In the 1980s and 1990s, renting movies was something that required an investment of time. You had to drive to a movie rental store, see what was in stock, drive back home, and return the movie to the store early enough to avoid late fees. Furthermore, while you were in the store, you had to search for your movie on a shelf that was often not in alphabetical order, wait in long lines, and ask the clerk to check for movies in the slot that just came in to see if that hot new release of Armageddon on VHS had come back.

Netflix changed the entire paradigm of how the public watches movies at home. In  Shawn Cauthen’s Netflix vs. the World, we witness the rise of Netflix from a fledgling startup to a producer of original content that wins Academy Awards.

Movies by Mail

Through a combination of animated sequences, vintage footage and new interviews with both former Blockbuster Video and Netflix employees, Cauthen does a great job easing the viewer into a narrative that starts with Reed Hastings financing Marc Randolph’s “movies by mail” idea to the tune of $2 million and ends with the current world of streaming becoming the norm. Writer-Producer Gina Keating adapts her book Netflixed: The Epic Battle for America’s Eyeballs with aplomb providing plenty of context for all the backroom business dealing the story covers so that the viewer is never lost amidst all the wheelings and dealings.

source: Amazon

At its launch in 1998, Netflix had only 3,000 DVDs for viewers to pick from. They planned for 108 orders in their first month but hit that goal on their first day. Although the evolution of their business is the main topic on display, a few humorous anecdotes are included to keep things from getting too dry. An early Netflix exclusive in 1998 was a DVD of Bill Clinton’s grand jury testimony. To save on costs, the DVDs were printed without labels. Netflix’s supplier sent them some wrong and unlabeled DVDs by accident that contained pornography, which in turn went out to some surprised customers!

Late Fees

It’s important to remember the size of Blockbuster Video at the time Netflix started. They eventually had a competing DVD by mail service called Blockbuster Online in 2004 that really took off with the Blockbuster Total Access program in 2007. Customers could return the movie they rented by mail to a local store and pick up a new movie for free. Although customers loved this system, it lost Blockbuster a lot of money. Their CEO at the time Jim Keyes made further poor decisions, like bringing back late fees, buying Circuit City, and renewing focus on their stores instead of streaming and DVDs by mail.

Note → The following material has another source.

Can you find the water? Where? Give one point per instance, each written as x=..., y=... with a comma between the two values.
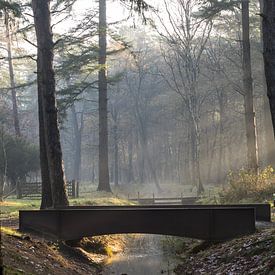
x=144, y=256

Director Shawn Cauthen has a big story to tell here, and as a result, more recent developments are smoothed over a bit too quickly. The importance of original streaming content and the rise of competing services from the likes of Hulu, Disney+, and others is less of a focus than Netflix’s early days. An overall rosy picture of Netflix is painted with moments of criticism that are all too few and far between. Late in the film, digital media analyst Michael Pachter of Wedbush Securities makes an astute point that Netflix’s movie recommendations of what to watch next are often of their own original programming rather than something related to what you just watched.

source: Amazon

Streaming to the Future

As new streaming services like HBO Max and Peacock take back their library of shows, Netflix will offer less compelling classic movies and TV shows. The waters of streaming media are growing murky indeed.

Netflix vs. the World is a decent, if too self-congratulatory, look at Netflix’s evolution to become the media giant we have today. Whether you’re wanting to learn of their early days or curious about the ancient times of renting movies from a physical store, it offers viewers a lot to think about.